The Bayeux Tapestry has arrived at the British Museum under police guard, returning to Britain for the first time since it is believed to have been made nearly 1,000 years ago.
The 70-metre 11th-century embroidery, one of the most famous surviving works of medieval art, was delivered to the London museum at 02:50 BST after a secret journey from northern France. A police-escorted truck carried it through the Channel Tunnel overnight, ending in a loading bay where a heavy crate encased in an aluminium frame was lowered in front of a small group that included the French ambassador to the UK and British Museum officials.
“We’ve just witnessed something rather extraordinary, which is the arrival of the Bayeux Tapestry at the British Museum but specifically it is returning to England for the first time in almost 1,000 years,” museum director Nick Cullinan told the BBC. “It feels like a really remarkable thing not just to witness but to be part of, and we’re so excited to share it with as many people as possible.”
The tapestry, made of coloured woollen yarn stitched onto linen, depicts in 58 scenes the events leading to the Battle of Hastings and the Norman Conquest of England in 1066. It includes 626 characters, 202 horses, ships, swords and arrows, including one striking the soldier believed to be Harold II, though questions remain over whether that detail was added later.
The British Museum says it will display the work in September.

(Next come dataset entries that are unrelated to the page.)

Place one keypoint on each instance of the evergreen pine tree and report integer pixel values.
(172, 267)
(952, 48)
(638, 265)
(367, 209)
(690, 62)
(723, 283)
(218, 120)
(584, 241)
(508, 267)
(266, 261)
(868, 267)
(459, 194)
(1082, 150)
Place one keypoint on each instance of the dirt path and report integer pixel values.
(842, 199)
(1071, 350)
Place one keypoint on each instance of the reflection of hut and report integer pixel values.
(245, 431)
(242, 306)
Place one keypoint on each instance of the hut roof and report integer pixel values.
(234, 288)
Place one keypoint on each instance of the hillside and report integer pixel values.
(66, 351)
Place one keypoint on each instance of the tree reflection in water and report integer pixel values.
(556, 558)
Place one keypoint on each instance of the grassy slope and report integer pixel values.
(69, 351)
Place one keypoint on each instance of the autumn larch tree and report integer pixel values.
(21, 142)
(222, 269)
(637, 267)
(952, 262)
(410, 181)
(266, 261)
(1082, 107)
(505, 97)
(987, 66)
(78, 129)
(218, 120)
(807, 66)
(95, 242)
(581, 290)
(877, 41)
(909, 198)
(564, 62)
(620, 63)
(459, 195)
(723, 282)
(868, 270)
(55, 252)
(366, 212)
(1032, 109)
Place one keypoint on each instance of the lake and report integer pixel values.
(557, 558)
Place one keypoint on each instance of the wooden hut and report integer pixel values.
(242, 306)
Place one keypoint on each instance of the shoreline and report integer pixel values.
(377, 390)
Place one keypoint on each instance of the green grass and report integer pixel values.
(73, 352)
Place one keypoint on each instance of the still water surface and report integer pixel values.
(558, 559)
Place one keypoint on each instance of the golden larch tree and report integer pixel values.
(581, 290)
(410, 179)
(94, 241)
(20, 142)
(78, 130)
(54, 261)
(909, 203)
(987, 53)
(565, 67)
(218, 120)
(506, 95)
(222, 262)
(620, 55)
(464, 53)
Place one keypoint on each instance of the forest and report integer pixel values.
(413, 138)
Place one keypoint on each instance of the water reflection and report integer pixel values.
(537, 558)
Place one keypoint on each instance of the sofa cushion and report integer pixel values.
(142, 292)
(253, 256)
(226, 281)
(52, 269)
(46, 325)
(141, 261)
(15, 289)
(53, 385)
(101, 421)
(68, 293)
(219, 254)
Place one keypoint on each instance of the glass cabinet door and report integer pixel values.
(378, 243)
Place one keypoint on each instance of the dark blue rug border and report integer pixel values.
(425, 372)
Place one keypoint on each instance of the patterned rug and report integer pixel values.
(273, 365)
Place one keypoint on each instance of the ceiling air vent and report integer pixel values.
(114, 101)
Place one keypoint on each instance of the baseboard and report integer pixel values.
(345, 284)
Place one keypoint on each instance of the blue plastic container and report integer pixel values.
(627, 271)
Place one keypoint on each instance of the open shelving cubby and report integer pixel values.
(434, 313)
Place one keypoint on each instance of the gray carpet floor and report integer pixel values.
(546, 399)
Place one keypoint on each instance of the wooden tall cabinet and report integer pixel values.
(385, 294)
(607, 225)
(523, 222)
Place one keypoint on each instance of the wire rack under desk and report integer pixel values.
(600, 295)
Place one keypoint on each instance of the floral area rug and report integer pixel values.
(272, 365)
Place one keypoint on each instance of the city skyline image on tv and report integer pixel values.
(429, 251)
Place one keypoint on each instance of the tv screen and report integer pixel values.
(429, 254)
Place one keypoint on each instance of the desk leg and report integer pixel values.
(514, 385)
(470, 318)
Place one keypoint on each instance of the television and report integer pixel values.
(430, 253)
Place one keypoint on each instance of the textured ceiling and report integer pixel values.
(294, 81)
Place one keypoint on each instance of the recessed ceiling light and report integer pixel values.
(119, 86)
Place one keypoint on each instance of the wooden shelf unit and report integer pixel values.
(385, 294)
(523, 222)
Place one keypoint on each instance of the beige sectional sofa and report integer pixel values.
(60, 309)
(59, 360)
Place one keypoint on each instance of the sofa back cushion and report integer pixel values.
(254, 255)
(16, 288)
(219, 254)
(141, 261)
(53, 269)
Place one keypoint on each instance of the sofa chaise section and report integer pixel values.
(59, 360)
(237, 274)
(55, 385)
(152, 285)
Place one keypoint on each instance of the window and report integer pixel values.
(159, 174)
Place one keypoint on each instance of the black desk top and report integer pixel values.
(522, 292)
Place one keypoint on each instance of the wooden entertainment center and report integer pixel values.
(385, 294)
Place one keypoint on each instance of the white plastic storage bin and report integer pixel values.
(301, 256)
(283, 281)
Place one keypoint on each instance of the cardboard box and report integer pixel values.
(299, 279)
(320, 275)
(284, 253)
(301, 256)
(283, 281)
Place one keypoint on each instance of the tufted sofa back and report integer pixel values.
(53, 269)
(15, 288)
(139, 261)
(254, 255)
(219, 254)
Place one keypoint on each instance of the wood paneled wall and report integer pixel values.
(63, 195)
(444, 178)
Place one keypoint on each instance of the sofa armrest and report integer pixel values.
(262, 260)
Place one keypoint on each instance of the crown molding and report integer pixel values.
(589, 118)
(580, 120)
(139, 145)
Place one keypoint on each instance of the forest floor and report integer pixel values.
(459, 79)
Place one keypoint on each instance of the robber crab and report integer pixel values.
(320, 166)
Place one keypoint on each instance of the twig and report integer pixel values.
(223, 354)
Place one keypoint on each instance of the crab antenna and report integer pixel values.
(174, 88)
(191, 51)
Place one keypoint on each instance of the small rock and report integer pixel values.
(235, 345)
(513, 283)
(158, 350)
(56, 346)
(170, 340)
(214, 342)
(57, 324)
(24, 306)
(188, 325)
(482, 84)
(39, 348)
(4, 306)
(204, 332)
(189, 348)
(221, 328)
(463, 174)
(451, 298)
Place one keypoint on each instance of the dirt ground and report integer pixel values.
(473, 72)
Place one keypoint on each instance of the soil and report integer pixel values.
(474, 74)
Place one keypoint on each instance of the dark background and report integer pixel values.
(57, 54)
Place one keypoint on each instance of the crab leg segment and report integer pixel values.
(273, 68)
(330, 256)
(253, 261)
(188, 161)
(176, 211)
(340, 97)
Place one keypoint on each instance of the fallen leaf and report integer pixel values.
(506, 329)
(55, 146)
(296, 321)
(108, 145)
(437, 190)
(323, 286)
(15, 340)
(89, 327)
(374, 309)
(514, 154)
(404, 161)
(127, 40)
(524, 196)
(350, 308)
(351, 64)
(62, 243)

The BBC reported the loan will last nine months, while Al Jazeera reported the tapestry will be on display at the museum until July 2027. The loan was backed by the French government and finalised between French President Emmanuel Macron and British Prime Minister Keir Starmer last year. It coincides with renovations at the Bayeux museum in Normandy, where the tapestry has been exhibited since 1983.
Macron described the loan in The Times as “a gesture of trust, a tangible expression of a long-standing friendship and a sign of our shared desire to see France and the United Kingdom build their future together”. He also posted an image of the tapestry projected onto the white cliffs of Dover with the word “merci”.
The move has drawn concern in France because of the work’s age and fragility. A petition opposing the loan called it a “heritage crime”. Artist David Hockney, before his death, also objected, writing: “Some things are too precious to take a risk with.”
Museum officials said extensive precautions were taken. The tapestry was kept on a folding stand, placed inside a temperature- and humidity-controlled crate, and then set within an outer cage fitted with metal springs to absorb road vibrations. Two practice journeys using a textile copy tested the route and the equipment.
“If anybody had said on the other side, especially on the French side as the lenders, ‘I think this is too risky to do’, it wouldn’t be arriving now,” Cullinan said. “A museum would never do something that imperilled the objects in its care.”
Peter Ricketts, the UK special envoy for the loan, said “everything possible” had been done to prevent damage. “No-one would want to bring the tapestry to the UK if they thought there was any damage or danger to this extraordinary object,” he said.
In return, the British Museum will loan France treasures including items from the Sutton Hoo hoard and the Lewis chess pieces, made from walrus ivory in the 12th century. The British Museum sold a record 100,000 tickets on the first day of sales for the exhibition, where the tapestry will be displayed flat with a mezzanine allowing visitors to view it in full.